By the end of the week, they reached Sector 127. Sangor scanned the hills around them with his monocular for signs of his wife. He saw none. He did not know whether to worry that she had gotten lost or worse, or be pleased that she had kept herself so well hidden.
The skies looked ominous, dark and heavy. There were lightning bolts splitting the sky in the direction of the river. Heavy drops of rain began to fall. Sangor feared for his wife. His finger itched to press the transmit button of the STU under his poncho but he withstood the temptation.
The commander ordered the commandos to move out.
The commandos reached the river bank by mid-morning the next day. They were being pummeled by hail the size of rocks banging down on their dented helmets. Sangor hoped the weather was better where his wife was or that she had some protection from the elements. The fog moved inland from the river making it difficult to see more than two steps in any direction.
Now! he thought. Now was the time to escape. He walked through the fog to the edge of the clearing, behind a clump of skag trees, opened his pants, and relieved himself in a long arching stream. Sangor closed his pants, ducked down, and moved as quietly as he could through the fog into the thick forest, pelted on his back by the hail. The sounds behind him began to die away. He looked back in the direction from which he’d come. He couldn’t see anyone. He ran up a hill and down into a ravine. Sangor heard his name called in the distance. He did not answer. Again he heard his name. Again he did not answer. He pulled his STU out from under his poncho and clicked the transmit button twice. Nothing. He heard nothing. Then he heard three clicks.

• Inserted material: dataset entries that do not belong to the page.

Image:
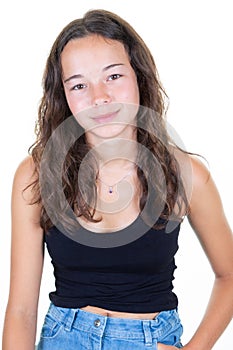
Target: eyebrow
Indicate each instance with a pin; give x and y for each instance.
(77, 76)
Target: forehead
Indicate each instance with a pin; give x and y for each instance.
(93, 49)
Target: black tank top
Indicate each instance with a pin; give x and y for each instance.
(135, 277)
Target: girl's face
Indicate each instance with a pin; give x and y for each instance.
(100, 87)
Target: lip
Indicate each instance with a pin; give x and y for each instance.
(105, 118)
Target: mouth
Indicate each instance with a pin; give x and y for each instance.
(106, 118)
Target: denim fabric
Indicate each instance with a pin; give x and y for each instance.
(69, 329)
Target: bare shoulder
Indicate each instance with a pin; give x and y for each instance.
(25, 175)
(194, 170)
(25, 170)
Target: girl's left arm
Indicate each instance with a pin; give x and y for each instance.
(208, 220)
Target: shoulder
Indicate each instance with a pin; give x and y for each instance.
(24, 176)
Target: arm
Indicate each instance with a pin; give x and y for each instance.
(26, 265)
(208, 221)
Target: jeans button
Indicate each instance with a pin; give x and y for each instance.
(97, 323)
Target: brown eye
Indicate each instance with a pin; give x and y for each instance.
(114, 76)
(78, 87)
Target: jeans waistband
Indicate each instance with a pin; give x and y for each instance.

His heart raced with joy. He rushed head-long up the slope to the top of the wooded ridge. He listened to his STU and was not sure whether he heard clicks or static. Then he heard his name spit out harshly on the STU. Why hadn’t he thought about selecting a private frequency after the first two clicks and the three-click acknowledgement? Now they’d have to share their frequency with the commandos. Sangor heard his name again on his STU. The unit commander ordered some scouts to look for Sangor. There wasn’t much time left before they’d find him. Sangor was desperate. He shouted into his STU “switch frequencies — Sangor’s compromised this one!”
It worked! Sangor could not believe his luck. The frequency had gone quiet all of a sudden.
Then the silence was overwhelming. Where was his wife? Click Sirka! For God’s sake click, he thought. He heard four unmistakable clicks, weaker though than the three clicks of acknowledgement he’d heard before. My God! I’m moving away from her.
He looked back in the direction from which he’d escaped. Sangor would have to run around the commandos who were widening their circle in their search for him. He ran along the ridge, just below it on the far side to avoid being seen by the commandos, until he thought he had outflanked them, and ran back down the slope into the ravine and back up the next slope to the top of the hill.
He waited for a minute and heard four clicks, stronger this time. He continued running in the same direction, stopping to listen, and running again. The clicks were louder now. Sangor had a sharp pain in his rib cage from running but he continued breaking through the dense skag growth until he found a drac path. He ran up the slope and over the ridge. He slid down the loose rocks between the trees that parted into an open field.
Sangor’s blood ran cold. His wife’s naked white body hung upside down, her ankles coiled by rope to a thick branch of a tree on the other side of the clearing in back of a boulder patch. Blood trickled down from a gash in her side. He dropped to his knees in the dry grass.
He heard four clicks behind his back and everything went black.